Deadly Premonition: Twin Peaks torna in sorprendente horror

Deadly Premonition è un'avventura della software house giapponese Access Games che si rivela una grande e ben riuscita citazione del serial cult firmato David Lynch e Mark Frost, ovvero Twin Peaks.

di Jonathan Russo pubblicato il nel canale Videogames
 

Aspetto tecnico

E qui è davvero difficile cercare di difendere Deadly Premonition. La grafica è davvero datata, tanto da non sembrare il top nemmeno per una PS2. Le animazioni facciali dei personaggi sono spesso molto inquietanti, non per rispondere a esigenze di trama ma proprio perché il modo in cui sorridono o si esprimono risulta una perfetta dimostrazione della teoria dell’Uncanny Valley.

Allo stesso tempo però, i personaggi sono tutti ben delineati in modo da risultare facilmente identificabili e memorizzabili, elemento fondamentale contando che la mole di npc è elevata e che poterli classificare e riconoscere è fondamentale per l’esperienza di gioco (si tratta, dopotutto, di un’indagine per omicidio in una piccola comunità).

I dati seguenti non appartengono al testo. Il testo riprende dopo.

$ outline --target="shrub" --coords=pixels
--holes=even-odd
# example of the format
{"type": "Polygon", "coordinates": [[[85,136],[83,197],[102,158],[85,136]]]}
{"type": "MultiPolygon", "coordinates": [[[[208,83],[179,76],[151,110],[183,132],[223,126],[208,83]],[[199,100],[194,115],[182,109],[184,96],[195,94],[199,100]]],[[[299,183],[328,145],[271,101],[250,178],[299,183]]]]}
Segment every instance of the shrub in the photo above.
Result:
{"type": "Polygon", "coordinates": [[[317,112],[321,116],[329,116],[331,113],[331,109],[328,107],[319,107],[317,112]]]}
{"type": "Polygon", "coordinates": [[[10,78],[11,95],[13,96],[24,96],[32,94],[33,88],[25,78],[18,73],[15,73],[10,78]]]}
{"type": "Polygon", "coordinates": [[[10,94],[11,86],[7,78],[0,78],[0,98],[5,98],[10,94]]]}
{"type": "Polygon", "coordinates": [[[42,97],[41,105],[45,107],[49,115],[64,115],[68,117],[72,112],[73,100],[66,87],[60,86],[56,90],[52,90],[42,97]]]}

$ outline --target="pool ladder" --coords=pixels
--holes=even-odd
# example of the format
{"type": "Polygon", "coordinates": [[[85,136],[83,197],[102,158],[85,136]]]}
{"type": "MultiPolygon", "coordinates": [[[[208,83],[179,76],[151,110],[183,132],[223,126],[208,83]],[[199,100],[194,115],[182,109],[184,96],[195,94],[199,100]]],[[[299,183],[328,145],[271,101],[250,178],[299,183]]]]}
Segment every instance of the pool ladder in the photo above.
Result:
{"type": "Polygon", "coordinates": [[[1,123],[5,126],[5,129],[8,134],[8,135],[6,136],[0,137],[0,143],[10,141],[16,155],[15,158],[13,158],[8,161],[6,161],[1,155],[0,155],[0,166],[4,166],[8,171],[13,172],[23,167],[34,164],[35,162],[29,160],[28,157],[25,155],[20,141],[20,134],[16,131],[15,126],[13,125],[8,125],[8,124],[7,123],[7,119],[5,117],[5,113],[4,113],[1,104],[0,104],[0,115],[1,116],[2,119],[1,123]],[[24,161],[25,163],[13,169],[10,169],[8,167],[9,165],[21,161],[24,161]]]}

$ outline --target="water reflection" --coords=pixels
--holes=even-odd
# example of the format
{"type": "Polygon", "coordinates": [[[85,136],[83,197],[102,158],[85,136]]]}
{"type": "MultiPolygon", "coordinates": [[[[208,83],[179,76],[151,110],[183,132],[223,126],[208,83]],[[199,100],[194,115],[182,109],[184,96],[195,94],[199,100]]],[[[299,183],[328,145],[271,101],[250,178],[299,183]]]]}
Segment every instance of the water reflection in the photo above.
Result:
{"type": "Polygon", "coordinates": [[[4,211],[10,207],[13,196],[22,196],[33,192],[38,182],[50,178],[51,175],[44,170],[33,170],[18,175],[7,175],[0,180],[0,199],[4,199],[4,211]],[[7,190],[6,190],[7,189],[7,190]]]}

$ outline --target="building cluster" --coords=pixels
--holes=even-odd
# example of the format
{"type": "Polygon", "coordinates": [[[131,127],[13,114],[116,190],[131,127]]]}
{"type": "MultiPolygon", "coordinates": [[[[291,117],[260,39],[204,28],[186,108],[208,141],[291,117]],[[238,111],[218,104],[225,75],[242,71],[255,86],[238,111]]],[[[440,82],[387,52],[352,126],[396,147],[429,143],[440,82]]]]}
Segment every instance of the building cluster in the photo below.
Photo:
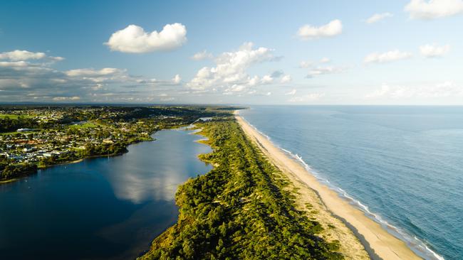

Anche nelle ambientazioni c’è, in generale, una certa cura nonostante le evidenti carenze del motore di gioco: moltissimi luoghi, anche quelli meno importanti, sono spesso grandi e ben disegnati e arredati (penso all’hotel iniziale, o al museo), anche se appunto il livello qualitativo generale della grafica è decisamente basso.

Un po’ più di varietà sarebbe stata gradita nelle sezioni di ‘incubo’, che tendono ad assomigliarsi troppo e col passare del tempo sembrano più che altro un’unica zona che tende a ripresentarsi (complice anche il fatto che queste sezioni sono per la maggior parte molto lineari e a ‘binario unico’). In definitiva, sebbene il lato visivo di Deadly Premonition sia molto deludente, le altre qualità del gioco sono tali da permettere al giocatore di “abituarsi” al salto nel passato dal punto di vista grafico, e dopo un po’ si è talmente assorbiti dalla storia che non ci si fa più caso. Inoltre va precisato che per quanto arretrata, la grafica del gioco è priva di bug grafici, sfarfallamenti, clipping e altro: insomma è “vecchia” ma non scadente.

L’aspetto sonoro di Deadly Premonition è molto particolare: positivo il voice acting, mentre la colonna sonora è costituita sostanzialmente da due o tre tracce che si ripetono costantemente a seconda dei momenti di gioco (“incubo”, momento divertente e momento importante di svolgimento della trama).

In particolare il fischiettìo che accompagna i momenti ridicoli del gioco tende a diventare una specie di vero e proprio tormentone. Anche se, come per la grafica, anche al sonoro ci si abitua, un po’ di impegno in più sarebbe stato sicuramente apprezzabile, considerando anche che alcune tracce sembra davvero piacevoli.